Project Summary Several aggressive types of breast cancer (BCa) are nutritionally reliant on glutamine metabolism, and glutamine uptake has been shown to be enhanced in BCa bone-homing clonal cell populations. This is especially significant as bone metastasis will occur in approximately 70% of women with metastatic BCa and remain clinically

incurable. The enzyme glutaminase (GLS) catalyzes the conversion of glutamine to glutamate, and I have shown that its loss in bone tropic BCa cell lines results in reduced osteolysis. During outgrowth of bone metastases, bone destruction is driven by changes in bone-forming osteoblasts and bone-degrading osteoclasts, known as

the “vicious cycle.” As the metabolic conversion catalyzed by GLS is also essential to osteoblast lineage commitment, a genetically modified mouse model was used to delete Gls in osteoblast progenitors. Surprisingly, loss of GLS function in osteoblast progenitors led to reduced bone destruction and osteoclast numbers. This

proposal seeks to identify the mechanisms by which glutamine metabolism in the bone niche influences bone destruction and how they could be exploited therapeutically.

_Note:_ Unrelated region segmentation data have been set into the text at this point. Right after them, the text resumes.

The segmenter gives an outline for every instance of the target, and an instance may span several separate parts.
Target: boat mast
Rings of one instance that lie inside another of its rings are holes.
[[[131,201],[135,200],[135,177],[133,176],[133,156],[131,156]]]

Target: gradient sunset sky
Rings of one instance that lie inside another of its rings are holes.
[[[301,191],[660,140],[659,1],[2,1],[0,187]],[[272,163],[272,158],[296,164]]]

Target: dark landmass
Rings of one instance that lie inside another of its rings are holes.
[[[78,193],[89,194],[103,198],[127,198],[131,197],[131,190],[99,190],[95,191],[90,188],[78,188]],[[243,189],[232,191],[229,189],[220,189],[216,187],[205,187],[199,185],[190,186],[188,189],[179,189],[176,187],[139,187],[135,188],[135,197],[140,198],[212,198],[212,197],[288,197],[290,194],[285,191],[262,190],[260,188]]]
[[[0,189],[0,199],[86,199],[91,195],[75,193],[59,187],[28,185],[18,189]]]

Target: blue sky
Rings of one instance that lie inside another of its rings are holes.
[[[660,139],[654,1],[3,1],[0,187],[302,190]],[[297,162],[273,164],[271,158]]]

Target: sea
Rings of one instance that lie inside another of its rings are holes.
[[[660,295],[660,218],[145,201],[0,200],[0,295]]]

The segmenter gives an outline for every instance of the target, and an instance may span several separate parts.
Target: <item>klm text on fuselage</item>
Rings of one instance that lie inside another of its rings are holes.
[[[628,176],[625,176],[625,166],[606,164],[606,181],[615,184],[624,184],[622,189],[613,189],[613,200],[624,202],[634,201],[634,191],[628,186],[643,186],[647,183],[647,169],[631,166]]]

I hypothesize that loss of functional GLS in bone- tropic BCa cells induces a senescence-like phenotype that reduces tumor burden and confers sensitivity to

senolytic therapy while GLS loss in osteoblast progenitors limits release of osteoclastogenic signals, reducing bone destruction by cutting off the “vicious cycle.” In Specific Aim 1, I will follow up on data from an RNA-seq analysis, which indicated upregulation of Ypel2 (Yippee-like protein 2) in GLS KO cells, a gene that has been

linked to cell cycle arrest and senescence in endothelial cells. I will use CRISPR/Cas9 to KO and overexpress Ypel2 in various GLS WT and KO breast cancer cell lines and test for cell cycle activity and detect markers of senescence. I will also test for the presence and levels of osteolytic factors such as PTHrP (in vitro) and RANKL

(in vivo). Finally, I will test the effect of genetic deletion and pharmacologic inhibition of GLS (CB-839) on sensitivity of aggressive breast cancer cell lines E0771, 4T1-2, and MDA-MB-231-BoM to senolytic treatment in vitro and in vivo. In Specific Aim 2, to determine the effect of osx-driven GLS KO (GLSOBKO) on osteoblast

differentiation and function, I will co-culture osteoblasts from mice with GLSOBKO with bone-tropic BCa cells ex vivo and test for osteoblast differentiation and function, including production of osteoblast-specific proteins (RUNX2, OPN, OCN, etc.). This will allow me to determine the effect of tumor cell signaling on the compromised

osteoblast progenitors. To determine the effect of GLS loss in osteoblast progenitors on osteoclastogenesis and osteoclast function in tumor-bearing bones, I will perform RNA-scope analysis and Tartrate-Resistant Acid Phosphatase (TRAP) staining on tissue sections from GLSOBKO mice and wild type controls. Findings from this

research have the potential to provide new information about a highly morbid, yet incurable manifestation of metastatic breast cancer and could even raise the possibility of using pre-existing cancer therapies targeting glutamine metabolism to ameliorate bone metastatic burden in breast cancer.